11.02.2004: Prinzessin Ragnhild sorgte für Wirbel

Prinzessin Ragnhild äußerte sich verbittert in einem Interview über ihre Familie und löste einen Tag nach der TV-Übertragung große Diskussionen in Norwegen aus.


Prinzessin Ragnhild Frau Lorentzen ist die älteste Schwester des heutigen Monarchen König Harald. Sie heiratete ebenfalls bürgerlich, den Geschäftsmann Lorentzen und lebt bereits seit 50 Jahren in Brasilien.

Als im Herbst letzten Jahres König Harald und Königin Sonja zum Staatsbesuch in Brasilien geladen war, führte dies womöglich bei Prinzessin Ragnhild zu einigem Ärger. Das Königspaar hatte keinen Besuch des große Firmengelände von Erling Lorentzen eingeplant und hatte wenig Zeit für Privatbesuche. Obwohl eingeladen, nahm kein Mitglied der Königsfamilie an der Hochzeit der jüngsten Tochter von Prinzessin Ragnhild teil.  Das TV2 Interview mit Prinzessin Ragnhild entstand jedenfalls genau in dieser Zeit.

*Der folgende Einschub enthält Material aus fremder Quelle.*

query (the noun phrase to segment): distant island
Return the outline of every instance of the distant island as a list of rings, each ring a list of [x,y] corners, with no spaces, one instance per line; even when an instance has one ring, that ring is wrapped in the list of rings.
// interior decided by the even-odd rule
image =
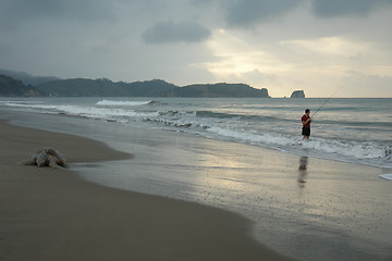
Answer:
[[[0,71],[4,73],[4,71]],[[26,75],[21,74],[26,78]],[[108,78],[71,78],[59,79],[56,77],[27,77],[29,83],[23,83],[17,75],[9,76],[0,74],[0,96],[24,97],[255,97],[270,98],[268,89],[256,89],[247,84],[196,84],[176,86],[162,79],[145,82],[114,83]]]
[[[304,90],[294,90],[290,98],[305,98]]]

Die Ausstrahlung wurde auf den 9. Februar 2004 verschoben als Ende November letzten Jahres überraschend die Nachricht von der Krebserkrankung König Haralds bekannt wurde. Kurz vor der Ausstrahlung versuchte jetzt Erling Lorentzen in letzter Minute das Interview zurückzuziehen, jedoch ohne Erfolg.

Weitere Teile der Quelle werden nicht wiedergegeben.